Enquanto isso, iniciativas sócio-culturais independentes vêem-se obrigadas a fechar portas devido às elevadas taxas de direitos autorais aplicadas pelo ECAD, como relatado pelo blog da ONG Ação da Cidadania a propósito das exibições sem fins lucrativos para jovens programadas para o seu Cineclube criado com verbas do estado.
Não obstante a situação atual de debate sobre uma nova lei, um artigo recente da ARS Technica sugere que os Estados Unidos têm muito a aprender com o Brasil [en] no que diz respeito à punição de quem impede a utilização [“fair use” – direito de uso legítimo] de obras que já caíram e domínio público:
Brazil's proposal could be spun as something hostile to rightsholders, but it's not that simple. The law does provide protection for DRM [Digital Rights Management]; in general, it is illegal to remove, modify, bypass, or impair such anti-copying technology. It's just that rightsholders can't use DRM as a digital lock to give themselves more control over a work through technology than they have under the law. (…)

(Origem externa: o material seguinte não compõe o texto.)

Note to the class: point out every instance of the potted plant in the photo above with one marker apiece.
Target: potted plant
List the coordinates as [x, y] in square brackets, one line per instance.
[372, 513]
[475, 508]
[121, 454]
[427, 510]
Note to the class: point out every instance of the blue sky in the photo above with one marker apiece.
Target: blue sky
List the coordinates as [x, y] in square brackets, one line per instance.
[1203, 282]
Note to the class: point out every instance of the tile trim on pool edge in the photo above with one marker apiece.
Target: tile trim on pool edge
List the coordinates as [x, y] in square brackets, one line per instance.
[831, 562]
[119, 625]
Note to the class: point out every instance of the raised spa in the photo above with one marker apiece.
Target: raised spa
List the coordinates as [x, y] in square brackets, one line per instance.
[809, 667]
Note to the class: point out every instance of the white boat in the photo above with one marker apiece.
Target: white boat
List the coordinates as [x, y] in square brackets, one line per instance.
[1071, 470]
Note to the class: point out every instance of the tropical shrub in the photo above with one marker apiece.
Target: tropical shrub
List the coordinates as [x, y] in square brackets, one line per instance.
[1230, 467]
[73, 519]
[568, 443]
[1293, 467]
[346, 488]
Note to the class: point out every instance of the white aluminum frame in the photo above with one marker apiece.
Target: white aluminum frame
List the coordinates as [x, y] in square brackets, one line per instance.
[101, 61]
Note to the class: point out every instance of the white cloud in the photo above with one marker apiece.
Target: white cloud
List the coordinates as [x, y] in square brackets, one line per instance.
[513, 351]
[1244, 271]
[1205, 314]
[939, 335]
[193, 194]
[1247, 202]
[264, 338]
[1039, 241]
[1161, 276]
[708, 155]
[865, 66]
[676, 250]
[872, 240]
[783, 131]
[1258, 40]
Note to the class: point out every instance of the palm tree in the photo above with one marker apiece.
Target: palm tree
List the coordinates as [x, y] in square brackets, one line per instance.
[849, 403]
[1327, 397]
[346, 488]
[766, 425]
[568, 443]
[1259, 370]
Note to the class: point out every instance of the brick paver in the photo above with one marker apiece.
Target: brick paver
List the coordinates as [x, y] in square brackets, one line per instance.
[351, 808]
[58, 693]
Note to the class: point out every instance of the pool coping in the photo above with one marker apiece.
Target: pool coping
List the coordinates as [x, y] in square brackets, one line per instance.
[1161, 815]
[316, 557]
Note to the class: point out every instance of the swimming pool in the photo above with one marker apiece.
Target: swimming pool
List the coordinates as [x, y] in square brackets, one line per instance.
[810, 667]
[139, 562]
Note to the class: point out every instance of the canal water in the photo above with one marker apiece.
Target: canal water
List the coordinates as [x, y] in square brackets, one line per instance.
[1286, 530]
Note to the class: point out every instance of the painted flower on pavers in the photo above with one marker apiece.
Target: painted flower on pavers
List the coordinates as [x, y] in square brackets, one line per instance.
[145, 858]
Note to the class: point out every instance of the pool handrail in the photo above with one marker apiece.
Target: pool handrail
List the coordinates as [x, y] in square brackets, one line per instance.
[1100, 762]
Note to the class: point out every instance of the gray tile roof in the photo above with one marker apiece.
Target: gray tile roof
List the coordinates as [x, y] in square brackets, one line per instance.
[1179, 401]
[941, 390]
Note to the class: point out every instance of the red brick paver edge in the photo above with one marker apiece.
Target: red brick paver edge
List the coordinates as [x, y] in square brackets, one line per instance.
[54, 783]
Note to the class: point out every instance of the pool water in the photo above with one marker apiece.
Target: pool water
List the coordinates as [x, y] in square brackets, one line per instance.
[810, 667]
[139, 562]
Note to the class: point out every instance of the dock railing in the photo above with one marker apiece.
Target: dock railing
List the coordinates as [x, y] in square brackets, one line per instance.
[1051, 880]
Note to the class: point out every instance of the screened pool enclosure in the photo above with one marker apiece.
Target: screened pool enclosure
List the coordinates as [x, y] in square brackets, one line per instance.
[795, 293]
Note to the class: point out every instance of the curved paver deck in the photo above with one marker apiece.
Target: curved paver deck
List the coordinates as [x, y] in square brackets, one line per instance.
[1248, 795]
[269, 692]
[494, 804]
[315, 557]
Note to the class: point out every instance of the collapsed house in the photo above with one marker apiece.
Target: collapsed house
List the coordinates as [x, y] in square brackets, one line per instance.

O professor canadense Michael Geist, que enfatiza a adequação das propostas de reforma introduzidas pelos legisladores brasileiros, resume [en] dizendo que a abordagem na proteção dos direitos autorais está devidamente equilibrada, e que não cai na máxima do “quanto mais melhor”. “Em outras palavras, as propostas brasileiras reconhecem o que o Supremo Tribunal do Canadá declarou há alguns anos – que excesso de proteção é tão prejudicial quanto a sua falta”.
Mesmo com um aparente apoio internacional das possíveis mudanças na lei brasileira, uma maior atenção à falta de diálogo do país com os tratados internacionais precisa ser considerada, como enfatiza Marília Maciel:
“Os tratados internacionais que o Brasil assina permitem que os países signatários incluam nas suas legislações nacionais limitações e exceções para uso educacional das obras intelectuais, para facilitar o acesso das obras aos deficientes, para se digitalizar os acervos de bibliotecas, por exemplo. Isso a nossa atual lei de direito autoral não permite. O Brasil tem padrões tão rígidos de proteção à propriedade intelectual que sequer reconhece as limitações e exceções que são facultadas pelos tratados internacionais. Eu acho que seria uma mudança bastante importante, que traria um equilíbrio muito maior entre interesses conflitantes.
No final da consulta aberta, o texto será reescrito baseado nas propostas feitas pelo público. Não existe uma data para o Executivo apresentar o projeto no Congresso.